María comienza a trabajar con el propósito más sencillo del mundo: queriendo captar un momento de la luz, la huida a una nube, la brisa que mueve las hojas. Pero el esfuerzo de concentrarse en esas sensaciones fugitivas absorbe y emborracha al pintor de tal manera que termina desgarrando eso que llamamos realidad, la realidad prosaica de todos los días, y entre sus jirones, nos revela otra realidad superior, poética y deslumbrante.
Paisajes de María García-Orea
Por Guillermo Solana
Director del Museo Thyssen-Bornemisza de Madrid
Entre Venecia y Mallorca, y un poco también entre Monet y Mir, se encuentran las últimas pinturas de María García-Orea. Desde finales de los años ochenta, María ha perseguido obstinada y apasionadamente una visión. Su pintura nace de la observación natural. Cuando pinta sus paisajes mallorquines, María se levanta temprano, sale al aire libre; hay en María una enorme fidelidad a las sensaciones de su propia retina. Pero aun comenzando con las intenciones más razonables, en su pintura siempre termina habiendo una cierta deriva visionaria.
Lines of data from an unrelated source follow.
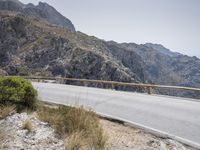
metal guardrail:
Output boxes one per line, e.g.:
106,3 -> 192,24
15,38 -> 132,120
21,76 -> 200,95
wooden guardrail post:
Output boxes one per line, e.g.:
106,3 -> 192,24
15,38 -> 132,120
111,83 -> 115,90
147,87 -> 152,95
80,80 -> 84,86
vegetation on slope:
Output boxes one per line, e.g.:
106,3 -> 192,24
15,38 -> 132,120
0,76 -> 38,110
0,76 -> 107,149
22,120 -> 34,133
38,105 -> 107,150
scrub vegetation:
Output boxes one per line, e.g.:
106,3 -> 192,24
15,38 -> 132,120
0,76 -> 38,111
38,105 -> 107,150
0,76 -> 107,149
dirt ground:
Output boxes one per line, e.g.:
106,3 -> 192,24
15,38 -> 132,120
100,119 -> 196,150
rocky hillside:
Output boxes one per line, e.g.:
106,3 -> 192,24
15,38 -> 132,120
0,0 -> 75,31
120,43 -> 200,88
144,43 -> 180,57
119,43 -> 200,98
0,12 -> 144,85
0,0 -> 199,98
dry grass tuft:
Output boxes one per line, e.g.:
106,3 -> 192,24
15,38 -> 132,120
65,132 -> 86,150
37,106 -> 65,135
22,121 -> 33,133
0,105 -> 16,119
37,105 -> 107,150
89,126 -> 108,150
0,130 -> 4,142
0,130 -> 5,149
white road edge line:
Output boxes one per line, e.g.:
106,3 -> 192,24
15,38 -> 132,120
39,98 -> 200,150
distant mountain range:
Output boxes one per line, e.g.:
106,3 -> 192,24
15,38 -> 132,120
0,0 -> 199,99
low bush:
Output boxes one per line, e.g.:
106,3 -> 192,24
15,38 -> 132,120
0,76 -> 38,110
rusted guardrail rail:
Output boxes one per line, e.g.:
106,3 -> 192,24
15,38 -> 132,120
20,76 -> 200,95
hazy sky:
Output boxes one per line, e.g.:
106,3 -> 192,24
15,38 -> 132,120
20,0 -> 200,57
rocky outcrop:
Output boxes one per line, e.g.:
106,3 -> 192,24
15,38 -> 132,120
106,41 -> 146,82
0,13 -> 143,85
120,43 -> 200,88
0,69 -> 7,76
120,43 -> 200,98
0,0 -> 75,32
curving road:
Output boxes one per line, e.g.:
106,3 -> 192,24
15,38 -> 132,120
32,82 -> 200,149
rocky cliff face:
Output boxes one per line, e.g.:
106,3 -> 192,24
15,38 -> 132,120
0,13 -> 143,85
120,43 -> 200,88
120,43 -> 200,98
0,0 -> 75,32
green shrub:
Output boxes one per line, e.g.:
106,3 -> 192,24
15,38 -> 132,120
0,76 -> 37,110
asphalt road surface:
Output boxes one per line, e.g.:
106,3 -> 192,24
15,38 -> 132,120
33,82 -> 200,148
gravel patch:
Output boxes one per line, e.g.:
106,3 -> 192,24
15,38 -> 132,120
0,113 -> 197,150
0,113 -> 64,150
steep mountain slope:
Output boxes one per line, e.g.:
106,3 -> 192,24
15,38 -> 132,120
120,43 -> 200,88
0,0 -> 75,31
0,12 -> 144,85
120,43 -> 200,98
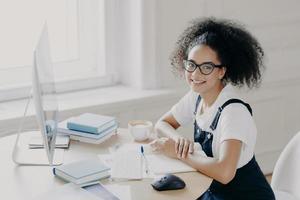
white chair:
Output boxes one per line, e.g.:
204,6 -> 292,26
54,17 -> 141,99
271,131 -> 300,200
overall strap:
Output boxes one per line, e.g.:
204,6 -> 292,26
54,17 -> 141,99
210,99 -> 252,131
193,95 -> 202,115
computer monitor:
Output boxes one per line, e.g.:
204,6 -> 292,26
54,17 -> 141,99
32,23 -> 58,165
12,23 -> 64,166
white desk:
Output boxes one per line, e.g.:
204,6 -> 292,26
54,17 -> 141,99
0,128 -> 212,200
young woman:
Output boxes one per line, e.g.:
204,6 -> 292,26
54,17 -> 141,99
150,18 -> 275,200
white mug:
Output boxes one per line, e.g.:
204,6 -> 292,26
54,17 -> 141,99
128,120 -> 153,141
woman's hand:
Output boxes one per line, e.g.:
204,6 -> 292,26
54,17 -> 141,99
150,137 -> 177,159
175,137 -> 194,159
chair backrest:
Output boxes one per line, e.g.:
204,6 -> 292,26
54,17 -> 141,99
271,131 -> 300,199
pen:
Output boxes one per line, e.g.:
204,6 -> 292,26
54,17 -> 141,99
140,145 -> 149,174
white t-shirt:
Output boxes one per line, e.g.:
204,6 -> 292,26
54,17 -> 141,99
171,84 -> 257,168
María empieza a pintar por ejemplo, una cala mallorquina, pero el azul del agua y del cielo va creciendo y crece y crece, y ese azul intenso y resplandeciente termina por inundarlo todo. O bien María pinta una perspectiva del Gran Canal con los palacios góticos, los postes surgen del agua y la Salute al fondo. Una vista perfectamente familiar. Pero mientras María está pintando esta vista, el sol que refleja el Gran Canal y tiñe el agua de amarillo se va haciendo más intenso y se propaga como un incendio, el Canal se convierte en un río incandescente que intoxica la retina y el cerebro.
Otras veces, en fin, pueden ser esas salpicaduras de luz en sus jardines acuáticos, esas motitas blancas o amarillas que caen por todas partes como una lluvia y parecen danzar delante de nuestros ojos, haciendo de todo el paisaje algo mágico e irreal. Creo que no hay pintora más sincera, menos artificiosa que María.